Mis en concurrence avec 350 autres, mon nouveau roman sera selon toute probabilité un livre mort-né. | ActuaLitté via Flickr

Temps de lecture: 3 min

Je sors à la rentrée prochaine un nouveau roman –mon septième!– et pourtant à cette idée, je ne ressens aucune joie ni exaltation particulière. Pire, j'ai déjà dans la bouche cette odeur de cendres et de défaites qui sera la mienne quand, rentrant dans une quelconque librairie, j'aurai les plus grandes difficultés à le trouver, un parmi tant d'autres, un égaré dans la masse invraisemblable de romans parus en même temps que lui.
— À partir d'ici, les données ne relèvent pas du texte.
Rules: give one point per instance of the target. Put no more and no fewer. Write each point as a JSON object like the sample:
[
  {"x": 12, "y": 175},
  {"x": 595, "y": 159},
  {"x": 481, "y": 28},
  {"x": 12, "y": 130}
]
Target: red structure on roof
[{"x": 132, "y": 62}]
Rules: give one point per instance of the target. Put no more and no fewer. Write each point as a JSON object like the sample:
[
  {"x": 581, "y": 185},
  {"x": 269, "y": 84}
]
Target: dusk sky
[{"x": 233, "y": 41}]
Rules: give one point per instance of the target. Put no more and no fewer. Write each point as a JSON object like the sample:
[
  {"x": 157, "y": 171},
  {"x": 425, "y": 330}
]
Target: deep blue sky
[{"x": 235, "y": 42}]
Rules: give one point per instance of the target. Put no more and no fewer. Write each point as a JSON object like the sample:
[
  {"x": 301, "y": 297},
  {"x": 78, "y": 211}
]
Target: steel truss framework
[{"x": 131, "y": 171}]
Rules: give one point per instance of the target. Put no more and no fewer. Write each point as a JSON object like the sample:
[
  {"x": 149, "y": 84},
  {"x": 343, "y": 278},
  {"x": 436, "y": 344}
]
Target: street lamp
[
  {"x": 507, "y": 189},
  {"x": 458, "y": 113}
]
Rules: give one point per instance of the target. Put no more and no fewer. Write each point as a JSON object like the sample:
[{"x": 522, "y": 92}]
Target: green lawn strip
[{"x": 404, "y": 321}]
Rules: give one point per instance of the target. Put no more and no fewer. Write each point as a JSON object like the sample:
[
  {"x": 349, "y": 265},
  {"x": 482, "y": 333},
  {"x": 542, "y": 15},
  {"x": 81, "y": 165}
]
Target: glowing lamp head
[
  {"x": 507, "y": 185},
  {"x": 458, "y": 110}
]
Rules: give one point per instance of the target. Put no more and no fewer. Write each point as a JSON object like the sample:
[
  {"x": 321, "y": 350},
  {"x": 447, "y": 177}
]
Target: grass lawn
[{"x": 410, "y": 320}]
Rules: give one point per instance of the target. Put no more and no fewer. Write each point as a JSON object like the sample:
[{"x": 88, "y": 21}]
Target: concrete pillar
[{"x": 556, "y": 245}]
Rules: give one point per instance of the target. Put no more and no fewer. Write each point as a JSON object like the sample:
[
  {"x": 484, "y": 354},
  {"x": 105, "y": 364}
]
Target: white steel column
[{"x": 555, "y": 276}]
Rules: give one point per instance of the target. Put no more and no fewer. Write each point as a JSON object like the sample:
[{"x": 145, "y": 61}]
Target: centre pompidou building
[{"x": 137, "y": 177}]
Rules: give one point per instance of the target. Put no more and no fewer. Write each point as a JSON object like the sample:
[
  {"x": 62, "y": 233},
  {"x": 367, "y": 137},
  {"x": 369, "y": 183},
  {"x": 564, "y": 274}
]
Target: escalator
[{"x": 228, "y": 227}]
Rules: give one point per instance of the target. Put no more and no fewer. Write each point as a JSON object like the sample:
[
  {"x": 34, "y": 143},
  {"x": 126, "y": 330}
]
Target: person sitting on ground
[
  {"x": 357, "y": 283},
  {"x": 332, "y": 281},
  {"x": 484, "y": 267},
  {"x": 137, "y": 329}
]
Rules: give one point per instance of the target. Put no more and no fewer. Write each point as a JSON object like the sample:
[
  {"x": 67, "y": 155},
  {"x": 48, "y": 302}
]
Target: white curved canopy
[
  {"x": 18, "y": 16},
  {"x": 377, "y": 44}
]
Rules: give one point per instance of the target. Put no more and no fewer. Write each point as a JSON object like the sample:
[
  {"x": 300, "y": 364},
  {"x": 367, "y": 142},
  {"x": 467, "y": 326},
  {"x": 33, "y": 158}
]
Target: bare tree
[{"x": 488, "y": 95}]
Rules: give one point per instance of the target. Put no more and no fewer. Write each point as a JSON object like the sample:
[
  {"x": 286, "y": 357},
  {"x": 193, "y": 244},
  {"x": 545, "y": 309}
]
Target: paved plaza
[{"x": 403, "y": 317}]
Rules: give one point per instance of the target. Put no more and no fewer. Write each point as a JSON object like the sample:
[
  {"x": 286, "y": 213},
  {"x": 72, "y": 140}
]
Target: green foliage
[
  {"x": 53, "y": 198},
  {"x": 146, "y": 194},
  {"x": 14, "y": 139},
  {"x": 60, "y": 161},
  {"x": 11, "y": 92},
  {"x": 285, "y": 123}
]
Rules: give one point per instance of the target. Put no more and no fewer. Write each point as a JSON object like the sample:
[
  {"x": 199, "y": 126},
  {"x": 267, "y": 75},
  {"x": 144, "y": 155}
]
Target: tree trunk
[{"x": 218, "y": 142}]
Je ne me fais aucune illusion. Je sais qu'il faudra un petit miracle pour que ce roman existe et parvienne à trouver ses lecteurs. Noyé dans le flot des nouveautés, mis en concurrence avec 350 autres écrabouillés par quelques mastodontes dont d'avance on aura décidé de leur importance, ce sera selon toute probabilité un livre mort-né, un livre voué à l'anonymat, un livre condamné à une vie brève et discrète, vendu à quelques centaines d'exemplaires, un livre sacrifié à l'autel de cette particularité de l'édition française qui année après année, sans que jamais rien ne change vraiment, continue à publier, dans une prodigalité extravagante, roman sur roman. Enfin, je dis cela mais je pense tout le contraire: je sens le méga carton qui s'annonce –j'ai d'ailleurs versé des arrhes pour une villa aux Canaries avec piscine, billard et parc d'attraction miniature pour mon chat.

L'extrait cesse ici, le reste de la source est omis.